Every RAG system, every semantic search, every recommendation engine starts with embeddings. They turn text into numbers that capture meaning. OpenAI charges $0.13 per million tokens for their embeddings API. That adds up fast when you are indexing thousands of documents. More importantly, every document you embed through their API is sent to their servers. What if embeddings ran on your Mac for free, with zero data exposure?

Your Mac has dedicated AI hardware sitting idle most of the time. The Neural Engine, the Metal GPU, and unified memory are all capable of running embedding models at production speeds. You do not need a cloud API, a Python environment, or a vector database service. You need a model and an index.

What are embeddings and why do they matter?

An embedding is a function that takes text and returns a vector: an array of numbers, typically 384 to 1536 dimensions. The key property is that similar texts produce similar vectors. "How do I reset my password?" and "I forgot my login credentials" produce vectors that are close together in the embedding space, even though they share no words.

This makes embeddings the foundation of any system that needs to understand meaning rather than match keywords:

Semantic search. Find documents by what they mean, not just what words they contain.

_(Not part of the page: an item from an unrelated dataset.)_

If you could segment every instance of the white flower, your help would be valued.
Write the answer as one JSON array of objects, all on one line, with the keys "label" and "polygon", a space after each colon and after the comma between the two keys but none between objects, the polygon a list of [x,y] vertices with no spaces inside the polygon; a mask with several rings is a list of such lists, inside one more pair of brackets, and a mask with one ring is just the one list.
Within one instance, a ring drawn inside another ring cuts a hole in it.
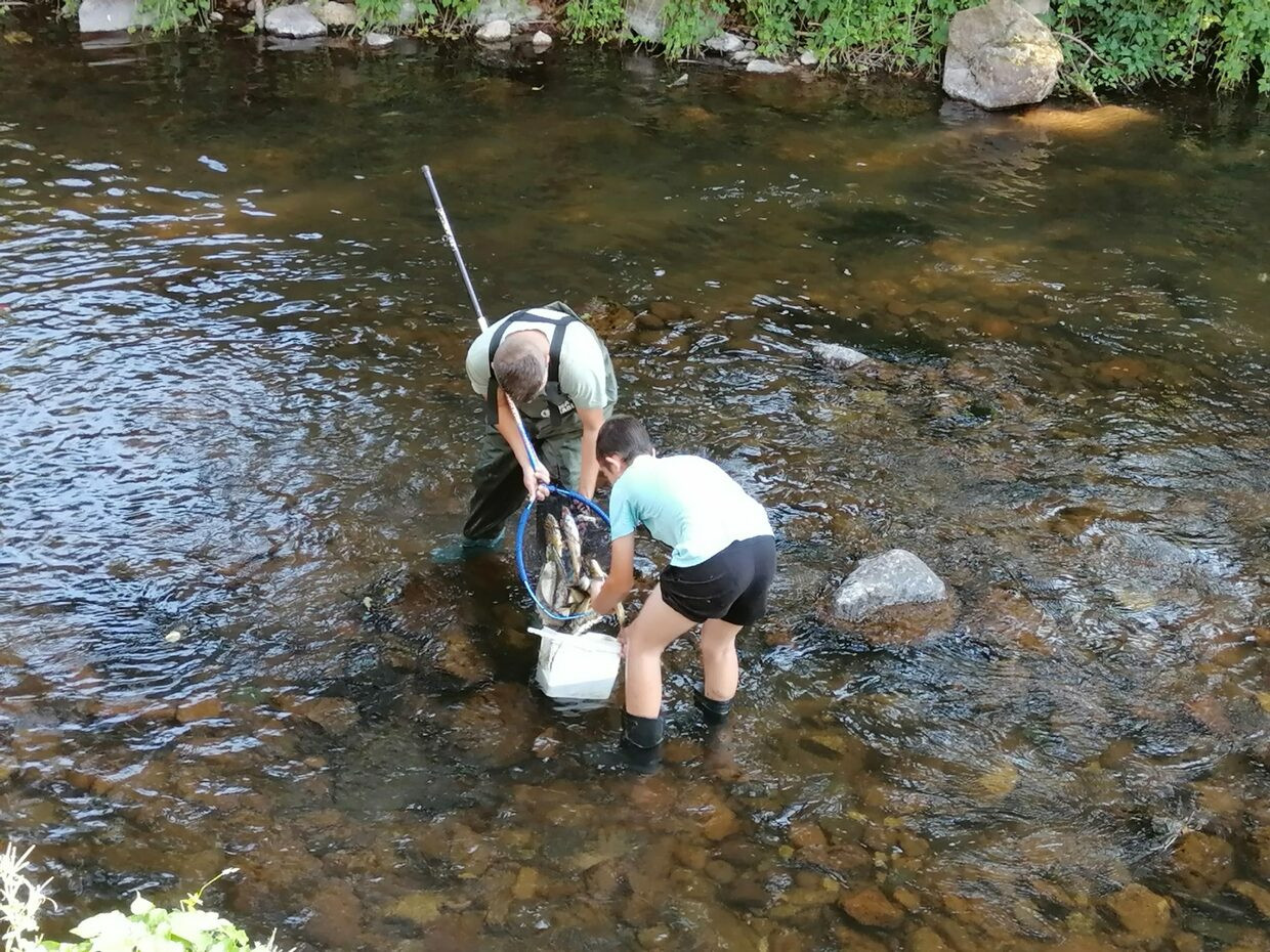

A search for "authentication failure" surfaces results about login errors, credential issues, and session timeouts.

Retrieval-augmented generation (RAG). Give a language model relevant context from your documents before it answers. The embedding index finds the right passages; the LLM synthesizes the answer.

Clustering. Group similar documents automatically. Customer support tickets, research papers, code files. The vectors reveal structure that keyword analysis misses.

Deduplication. Detect near-duplicates even when the wording differs. Two documents describing the same policy in different language produce nearly identical vectors.

Recommendation. "If you read this, you might want to read that." Vector proximity is the simplest and most effective recommendation signal.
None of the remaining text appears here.